Glenn Baxter, Shadoks ! (exposition)

Glenn Baxter, Shadoks ! (exposition)

Les utopies activistes

Glenn Bexter aime dessiner afin de raconter, cuisiner, lire, faire dérailler le monde à sa propre main. Il adore la cigale de La Fontaine et trouve injuste qu’elle soit fatalement punie pour avoir chanté et dansé tout l’été. C’est pourquoi, sous couvert de réalité, il fait muter le réel avec un instinct de survie utopique et de fable ironique. Le dessin devient l’acte de commenter librement le monde, de réduire les grandes choses en petites.
Baxter cultive les réponses adolescentes au réel dit sérieux. Footballeurs, convoyeur de fond, rois présumés du monde ou chauffeurs de taxi deviennent les bâtards qui permettent au dessinateur de traiter ses obsessions avec détachement. Il souligne par la bande (dessinée…) certains complexes de supériorité des héros dérisoires intrusifs qui pulsent notre imaginaire pour le réduire à un degré primaire.

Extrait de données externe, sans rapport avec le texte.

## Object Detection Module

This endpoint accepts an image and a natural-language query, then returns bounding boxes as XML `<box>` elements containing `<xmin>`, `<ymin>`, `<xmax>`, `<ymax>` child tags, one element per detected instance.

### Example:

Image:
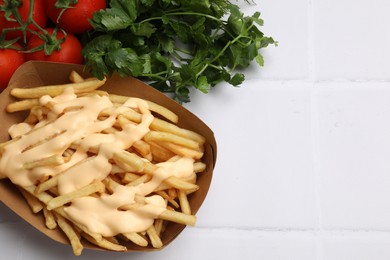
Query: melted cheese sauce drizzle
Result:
<box><xmin>0</xmin><ymin>88</ymin><xmax>194</xmax><ymax>236</ymax></box>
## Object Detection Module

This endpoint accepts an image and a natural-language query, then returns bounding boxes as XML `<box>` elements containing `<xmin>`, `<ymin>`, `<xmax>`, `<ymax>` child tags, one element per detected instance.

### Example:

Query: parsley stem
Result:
<box><xmin>138</xmin><ymin>12</ymin><xmax>221</xmax><ymax>24</ymax></box>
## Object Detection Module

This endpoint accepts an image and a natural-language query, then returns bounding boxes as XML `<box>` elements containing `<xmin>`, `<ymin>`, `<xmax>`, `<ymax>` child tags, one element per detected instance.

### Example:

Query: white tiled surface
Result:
<box><xmin>0</xmin><ymin>0</ymin><xmax>390</xmax><ymax>260</ymax></box>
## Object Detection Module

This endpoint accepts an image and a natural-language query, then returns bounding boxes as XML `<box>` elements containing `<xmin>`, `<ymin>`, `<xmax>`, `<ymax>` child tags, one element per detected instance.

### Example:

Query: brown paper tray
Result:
<box><xmin>0</xmin><ymin>61</ymin><xmax>217</xmax><ymax>252</ymax></box>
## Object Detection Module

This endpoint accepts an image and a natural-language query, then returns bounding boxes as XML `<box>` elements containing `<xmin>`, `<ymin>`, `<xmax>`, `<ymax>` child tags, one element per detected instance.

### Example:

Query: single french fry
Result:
<box><xmin>148</xmin><ymin>142</ymin><xmax>175</xmax><ymax>162</ymax></box>
<box><xmin>146</xmin><ymin>225</ymin><xmax>163</xmax><ymax>248</ymax></box>
<box><xmin>150</xmin><ymin>118</ymin><xmax>206</xmax><ymax>144</ymax></box>
<box><xmin>159</xmin><ymin>210</ymin><xmax>196</xmax><ymax>226</ymax></box>
<box><xmin>144</xmin><ymin>131</ymin><xmax>200</xmax><ymax>150</ymax></box>
<box><xmin>5</xmin><ymin>98</ymin><xmax>39</xmax><ymax>113</ymax></box>
<box><xmin>126</xmin><ymin>174</ymin><xmax>152</xmax><ymax>186</ymax></box>
<box><xmin>122</xmin><ymin>172</ymin><xmax>140</xmax><ymax>184</ymax></box>
<box><xmin>17</xmin><ymin>186</ymin><xmax>43</xmax><ymax>213</ymax></box>
<box><xmin>164</xmin><ymin>176</ymin><xmax>199</xmax><ymax>192</ymax></box>
<box><xmin>194</xmin><ymin>162</ymin><xmax>206</xmax><ymax>173</ymax></box>
<box><xmin>43</xmin><ymin>207</ymin><xmax>57</xmax><ymax>229</ymax></box>
<box><xmin>122</xmin><ymin>232</ymin><xmax>149</xmax><ymax>246</ymax></box>
<box><xmin>81</xmin><ymin>233</ymin><xmax>127</xmax><ymax>252</ymax></box>
<box><xmin>34</xmin><ymin>175</ymin><xmax>60</xmax><ymax>194</ymax></box>
<box><xmin>178</xmin><ymin>190</ymin><xmax>191</xmax><ymax>215</ymax></box>
<box><xmin>56</xmin><ymin>214</ymin><xmax>84</xmax><ymax>256</ymax></box>
<box><xmin>156</xmin><ymin>190</ymin><xmax>179</xmax><ymax>208</ymax></box>
<box><xmin>113</xmin><ymin>151</ymin><xmax>145</xmax><ymax>172</ymax></box>
<box><xmin>159</xmin><ymin>142</ymin><xmax>203</xmax><ymax>160</ymax></box>
<box><xmin>23</xmin><ymin>154</ymin><xmax>65</xmax><ymax>169</ymax></box>
<box><xmin>11</xmin><ymin>78</ymin><xmax>106</xmax><ymax>98</ymax></box>
<box><xmin>69</xmin><ymin>70</ymin><xmax>84</xmax><ymax>83</ymax></box>
<box><xmin>47</xmin><ymin>182</ymin><xmax>106</xmax><ymax>210</ymax></box>
<box><xmin>154</xmin><ymin>218</ymin><xmax>164</xmax><ymax>236</ymax></box>
<box><xmin>133</xmin><ymin>140</ymin><xmax>153</xmax><ymax>161</ymax></box>
<box><xmin>109</xmin><ymin>94</ymin><xmax>178</xmax><ymax>123</ymax></box>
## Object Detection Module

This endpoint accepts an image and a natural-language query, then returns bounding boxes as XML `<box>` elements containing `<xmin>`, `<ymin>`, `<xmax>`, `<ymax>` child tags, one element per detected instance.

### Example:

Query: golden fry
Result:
<box><xmin>11</xmin><ymin>78</ymin><xmax>106</xmax><ymax>98</ymax></box>
<box><xmin>43</xmin><ymin>207</ymin><xmax>57</xmax><ymax>229</ymax></box>
<box><xmin>159</xmin><ymin>210</ymin><xmax>196</xmax><ymax>226</ymax></box>
<box><xmin>5</xmin><ymin>98</ymin><xmax>39</xmax><ymax>113</ymax></box>
<box><xmin>23</xmin><ymin>154</ymin><xmax>65</xmax><ymax>169</ymax></box>
<box><xmin>0</xmin><ymin>71</ymin><xmax>210</xmax><ymax>255</ymax></box>
<box><xmin>47</xmin><ymin>182</ymin><xmax>106</xmax><ymax>210</ymax></box>
<box><xmin>18</xmin><ymin>187</ymin><xmax>43</xmax><ymax>213</ymax></box>
<box><xmin>146</xmin><ymin>225</ymin><xmax>163</xmax><ymax>248</ymax></box>
<box><xmin>178</xmin><ymin>190</ymin><xmax>191</xmax><ymax>215</ymax></box>
<box><xmin>122</xmin><ymin>232</ymin><xmax>148</xmax><ymax>246</ymax></box>
<box><xmin>144</xmin><ymin>131</ymin><xmax>200</xmax><ymax>149</ymax></box>
<box><xmin>56</xmin><ymin>214</ymin><xmax>84</xmax><ymax>256</ymax></box>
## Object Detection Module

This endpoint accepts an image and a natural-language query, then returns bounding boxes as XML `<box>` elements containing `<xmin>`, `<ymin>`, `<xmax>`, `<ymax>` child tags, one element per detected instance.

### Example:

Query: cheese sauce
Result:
<box><xmin>0</xmin><ymin>88</ymin><xmax>194</xmax><ymax>236</ymax></box>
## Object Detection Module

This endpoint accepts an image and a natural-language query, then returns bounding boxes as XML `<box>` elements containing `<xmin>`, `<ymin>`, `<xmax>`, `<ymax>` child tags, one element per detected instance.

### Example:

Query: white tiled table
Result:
<box><xmin>0</xmin><ymin>0</ymin><xmax>390</xmax><ymax>260</ymax></box>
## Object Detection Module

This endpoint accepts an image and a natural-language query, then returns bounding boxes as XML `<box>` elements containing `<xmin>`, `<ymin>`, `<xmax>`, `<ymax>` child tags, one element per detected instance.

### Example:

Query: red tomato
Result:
<box><xmin>0</xmin><ymin>46</ymin><xmax>25</xmax><ymax>92</ymax></box>
<box><xmin>0</xmin><ymin>0</ymin><xmax>48</xmax><ymax>40</ymax></box>
<box><xmin>26</xmin><ymin>28</ymin><xmax>83</xmax><ymax>64</ymax></box>
<box><xmin>45</xmin><ymin>0</ymin><xmax>106</xmax><ymax>34</ymax></box>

Le créateur garde la liberté de briser et de mélanger de façon brutale les sources textes, images, sujets d’actualité. Au départ, il n’osait pas imaginer que l’on pouvait appeler ça de l’art. Il le faisait dans son coin, pendant que d’autres excellaient dans le type conceptuel, avec de belles références littéraires ou philosophiques. Il avait déjà choisi une autre voie. Elle permet de réviser les formes d’esthétique. Son univers est fascinant, poétique, drôle et intelligent. Une libération fait son chemin loin du cliché de la séduction, de la grâce incontournable.
L’auteur matérialise un univers baroque, classique et enfantin. S’y fait retour aux bandes dessinées primitives. Et l’artiste devient pour le dessin ce que Philippe Katherine est à la musique et Raymond Federman ou Queneau à la littérature. Baxter cultive sa liberté de penser et de créer, il dévoile la médiocrité et les moyens de s’en protéger afin de préserver une forme de dignité par un humour nonsensique critique. Il y a là une ouverture extrême et une confiance naïve. Mais surtout, la fausse « surdité » aux sirènes du réel pour dérouter le regardeur entre l’intimité et le publique, la révélation et l’explication.

jean-paul gavard-perret

Glenn Baxter, Shadoks !,  Jusqu’au 6 novembre 2016, MIAM, Sète.